Abstract Background Acute foetal distress (AFD) is a life-threatening foetal condition complicating 2% of all pregnancies and accounting for 8.9% of caesarean sections (CS) especially in developing nations. Despite the severity of the problem, no evidence exists as to the safest anaesthetic technique for the mother and foetus couple undergoing CS for AFD. We aimed to compare general anaesthesia (GA) versus regional (spinal and epidural) anaesthesia in terms of their perioperative maternal and foetal outcomes. Methods We carried out a retrospective cohort study by reviewing the medical records of all women who underwent CS indicated for AFD between 2015 to 2018 at the Douala General Hospital, Cameroon. Medical records of neonates were also reviewed. We sought to investigate the association between GA, and regional anaesthesia administered during CS for AFD and foetal and maternal outcomes. The threshold of statistical significance was set at 0.05. Results We enrolled the medical records of 117 pregnant women who underwent CS indicated for AFD. Their mean age and mean gestational age were 30.5 ± 4.8 years and 40 weeks respectively. Eighty-three (70.9%), 29 (24.8%) and 05 (4.3%) pregnant women underwent CS under SA, GA and EA respectively. Neonates delivered by CS under GA were more likely to have a significantly low APGAR score at both the 1st (RR = 1.93, p = 0.014) and third-minute (RR = 2.52, p = 0.012) and to be resuscitated at birth (RR = 2.15, p = 0.015). Past CS, FHR pattern on CTG didn’t affect these results in multivariate analysis.

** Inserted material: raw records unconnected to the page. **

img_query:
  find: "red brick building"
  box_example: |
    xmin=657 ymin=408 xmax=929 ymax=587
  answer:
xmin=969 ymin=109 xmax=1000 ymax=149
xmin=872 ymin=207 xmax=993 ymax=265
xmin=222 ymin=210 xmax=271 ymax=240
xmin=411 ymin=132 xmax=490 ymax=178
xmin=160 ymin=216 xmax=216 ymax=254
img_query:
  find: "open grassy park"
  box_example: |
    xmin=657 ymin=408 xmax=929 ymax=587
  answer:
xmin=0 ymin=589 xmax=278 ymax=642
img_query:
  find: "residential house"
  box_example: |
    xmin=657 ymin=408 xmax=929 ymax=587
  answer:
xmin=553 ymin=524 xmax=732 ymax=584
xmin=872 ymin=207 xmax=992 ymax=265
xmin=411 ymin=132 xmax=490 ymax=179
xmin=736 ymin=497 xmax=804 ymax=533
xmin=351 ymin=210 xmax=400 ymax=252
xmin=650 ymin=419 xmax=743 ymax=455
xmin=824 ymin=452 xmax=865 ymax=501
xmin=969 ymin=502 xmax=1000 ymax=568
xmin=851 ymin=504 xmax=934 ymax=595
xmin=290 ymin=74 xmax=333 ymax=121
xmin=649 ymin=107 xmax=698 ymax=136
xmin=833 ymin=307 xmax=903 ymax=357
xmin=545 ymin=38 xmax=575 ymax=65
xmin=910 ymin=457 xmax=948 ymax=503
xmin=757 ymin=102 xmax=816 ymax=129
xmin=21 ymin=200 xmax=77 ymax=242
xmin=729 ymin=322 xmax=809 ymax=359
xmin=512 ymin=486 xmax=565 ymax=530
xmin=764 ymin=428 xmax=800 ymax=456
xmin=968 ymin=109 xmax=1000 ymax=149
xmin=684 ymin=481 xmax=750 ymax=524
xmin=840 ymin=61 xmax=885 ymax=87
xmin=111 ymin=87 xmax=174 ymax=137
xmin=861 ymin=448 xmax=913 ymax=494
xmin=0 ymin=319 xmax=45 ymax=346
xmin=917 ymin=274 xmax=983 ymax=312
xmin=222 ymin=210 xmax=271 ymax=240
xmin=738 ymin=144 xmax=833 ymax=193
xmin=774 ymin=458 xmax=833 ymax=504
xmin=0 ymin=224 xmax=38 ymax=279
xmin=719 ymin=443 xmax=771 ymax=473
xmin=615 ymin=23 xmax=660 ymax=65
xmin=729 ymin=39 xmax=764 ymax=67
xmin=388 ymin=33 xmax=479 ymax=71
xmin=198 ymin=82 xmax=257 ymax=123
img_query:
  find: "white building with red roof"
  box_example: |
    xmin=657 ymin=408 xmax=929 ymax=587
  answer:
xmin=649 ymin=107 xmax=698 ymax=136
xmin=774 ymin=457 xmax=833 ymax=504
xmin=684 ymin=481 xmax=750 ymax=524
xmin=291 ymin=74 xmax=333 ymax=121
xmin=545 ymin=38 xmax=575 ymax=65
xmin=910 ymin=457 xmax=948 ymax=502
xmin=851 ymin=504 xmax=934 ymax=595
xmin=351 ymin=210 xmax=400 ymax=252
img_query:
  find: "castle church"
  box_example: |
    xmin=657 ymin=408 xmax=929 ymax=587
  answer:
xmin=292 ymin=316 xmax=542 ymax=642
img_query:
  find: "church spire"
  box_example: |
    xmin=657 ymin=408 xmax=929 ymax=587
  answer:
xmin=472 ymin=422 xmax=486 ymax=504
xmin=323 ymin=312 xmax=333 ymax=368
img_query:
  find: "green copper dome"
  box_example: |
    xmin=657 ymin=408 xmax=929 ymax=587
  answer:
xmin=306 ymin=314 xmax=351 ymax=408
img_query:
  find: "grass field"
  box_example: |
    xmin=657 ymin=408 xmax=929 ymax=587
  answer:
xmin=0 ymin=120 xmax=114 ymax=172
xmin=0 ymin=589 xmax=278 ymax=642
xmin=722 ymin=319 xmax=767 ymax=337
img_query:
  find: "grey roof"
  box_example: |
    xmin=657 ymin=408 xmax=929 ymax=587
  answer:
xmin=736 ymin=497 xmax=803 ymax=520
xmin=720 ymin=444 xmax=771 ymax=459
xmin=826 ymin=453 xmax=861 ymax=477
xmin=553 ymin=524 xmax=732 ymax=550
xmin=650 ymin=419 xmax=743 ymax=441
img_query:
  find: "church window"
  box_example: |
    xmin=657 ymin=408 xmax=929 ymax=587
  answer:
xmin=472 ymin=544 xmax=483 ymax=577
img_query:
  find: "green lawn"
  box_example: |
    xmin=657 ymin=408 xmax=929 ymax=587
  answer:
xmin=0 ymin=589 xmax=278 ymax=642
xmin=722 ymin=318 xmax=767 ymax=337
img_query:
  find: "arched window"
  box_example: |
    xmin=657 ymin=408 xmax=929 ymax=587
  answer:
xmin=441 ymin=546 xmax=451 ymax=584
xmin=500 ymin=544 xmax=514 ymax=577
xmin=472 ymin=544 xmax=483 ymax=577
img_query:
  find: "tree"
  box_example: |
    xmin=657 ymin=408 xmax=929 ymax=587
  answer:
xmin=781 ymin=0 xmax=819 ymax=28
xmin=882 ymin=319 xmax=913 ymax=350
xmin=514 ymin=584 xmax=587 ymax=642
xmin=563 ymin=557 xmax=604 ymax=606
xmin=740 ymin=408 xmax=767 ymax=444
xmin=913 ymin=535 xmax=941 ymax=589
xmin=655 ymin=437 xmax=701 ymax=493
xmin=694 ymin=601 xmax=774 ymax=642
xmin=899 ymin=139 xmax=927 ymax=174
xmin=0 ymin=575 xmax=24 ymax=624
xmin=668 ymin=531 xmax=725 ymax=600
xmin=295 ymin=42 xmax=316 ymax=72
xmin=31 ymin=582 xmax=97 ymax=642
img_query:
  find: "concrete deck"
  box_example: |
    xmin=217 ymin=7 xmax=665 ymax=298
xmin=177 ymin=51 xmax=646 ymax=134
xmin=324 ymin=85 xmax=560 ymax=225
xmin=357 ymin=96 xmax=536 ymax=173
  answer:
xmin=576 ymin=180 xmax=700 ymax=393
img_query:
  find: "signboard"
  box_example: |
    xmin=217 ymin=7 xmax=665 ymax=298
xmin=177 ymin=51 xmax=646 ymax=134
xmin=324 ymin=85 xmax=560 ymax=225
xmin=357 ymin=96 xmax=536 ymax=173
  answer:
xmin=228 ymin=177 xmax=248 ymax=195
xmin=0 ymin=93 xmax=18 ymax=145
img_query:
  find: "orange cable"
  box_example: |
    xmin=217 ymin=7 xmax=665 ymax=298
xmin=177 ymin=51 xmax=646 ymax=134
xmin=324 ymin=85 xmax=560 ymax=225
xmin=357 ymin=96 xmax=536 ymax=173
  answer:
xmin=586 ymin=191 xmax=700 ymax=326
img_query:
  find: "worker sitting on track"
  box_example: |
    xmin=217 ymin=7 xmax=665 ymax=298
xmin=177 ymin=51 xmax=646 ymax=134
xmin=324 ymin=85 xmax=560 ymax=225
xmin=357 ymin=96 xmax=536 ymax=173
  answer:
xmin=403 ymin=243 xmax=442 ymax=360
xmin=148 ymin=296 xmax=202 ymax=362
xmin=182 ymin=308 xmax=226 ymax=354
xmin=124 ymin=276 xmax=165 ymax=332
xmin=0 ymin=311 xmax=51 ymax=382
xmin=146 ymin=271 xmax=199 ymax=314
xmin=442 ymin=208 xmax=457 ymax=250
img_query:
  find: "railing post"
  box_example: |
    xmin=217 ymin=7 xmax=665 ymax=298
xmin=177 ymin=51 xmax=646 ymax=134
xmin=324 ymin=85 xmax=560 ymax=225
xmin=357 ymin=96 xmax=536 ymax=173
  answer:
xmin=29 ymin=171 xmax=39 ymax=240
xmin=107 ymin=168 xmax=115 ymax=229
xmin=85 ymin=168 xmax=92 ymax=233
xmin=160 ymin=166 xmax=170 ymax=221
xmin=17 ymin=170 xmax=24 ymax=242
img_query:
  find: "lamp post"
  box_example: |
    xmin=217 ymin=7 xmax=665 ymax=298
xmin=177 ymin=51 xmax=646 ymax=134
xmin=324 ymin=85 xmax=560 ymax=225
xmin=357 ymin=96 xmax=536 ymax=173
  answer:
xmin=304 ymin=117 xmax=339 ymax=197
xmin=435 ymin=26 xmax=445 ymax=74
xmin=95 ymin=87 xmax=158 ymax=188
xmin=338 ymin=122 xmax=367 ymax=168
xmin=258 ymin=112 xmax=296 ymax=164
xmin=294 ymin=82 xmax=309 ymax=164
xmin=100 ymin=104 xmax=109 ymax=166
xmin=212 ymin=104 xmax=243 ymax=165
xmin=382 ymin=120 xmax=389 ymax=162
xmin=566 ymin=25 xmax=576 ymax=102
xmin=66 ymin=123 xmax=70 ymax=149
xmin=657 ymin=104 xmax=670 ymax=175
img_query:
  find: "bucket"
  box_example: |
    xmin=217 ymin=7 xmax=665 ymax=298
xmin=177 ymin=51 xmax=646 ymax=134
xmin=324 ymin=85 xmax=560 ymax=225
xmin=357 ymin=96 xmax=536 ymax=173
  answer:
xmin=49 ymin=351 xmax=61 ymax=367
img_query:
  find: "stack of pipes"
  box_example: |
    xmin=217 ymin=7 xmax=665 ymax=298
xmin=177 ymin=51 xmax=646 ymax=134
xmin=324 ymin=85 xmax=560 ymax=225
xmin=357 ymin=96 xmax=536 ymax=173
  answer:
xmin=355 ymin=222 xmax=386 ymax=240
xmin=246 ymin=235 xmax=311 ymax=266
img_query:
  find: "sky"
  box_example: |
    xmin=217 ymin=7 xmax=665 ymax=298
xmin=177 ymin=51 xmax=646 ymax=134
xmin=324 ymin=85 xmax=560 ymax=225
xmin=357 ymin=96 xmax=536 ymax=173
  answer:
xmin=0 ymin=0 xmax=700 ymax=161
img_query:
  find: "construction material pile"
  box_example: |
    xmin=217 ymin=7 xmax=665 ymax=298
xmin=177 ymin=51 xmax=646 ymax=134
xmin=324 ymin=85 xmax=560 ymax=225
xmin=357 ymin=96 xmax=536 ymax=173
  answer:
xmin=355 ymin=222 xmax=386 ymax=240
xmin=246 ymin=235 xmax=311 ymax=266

Adverse maternal outcomes are shown to be higher following SA when compared to GA. Conclusion The study infers an association between CS performed for AFD under GA and foetal morbidity. This, however, failed to translate into a difference in perinatal mortality when comparing GA vs RA. This finding does not discount the role of GA, but we emphasize the need for specific precautions like adequate anticipation for neonatal resuscitation to reduce neonatal complications associated with CS performed for AFD under GA.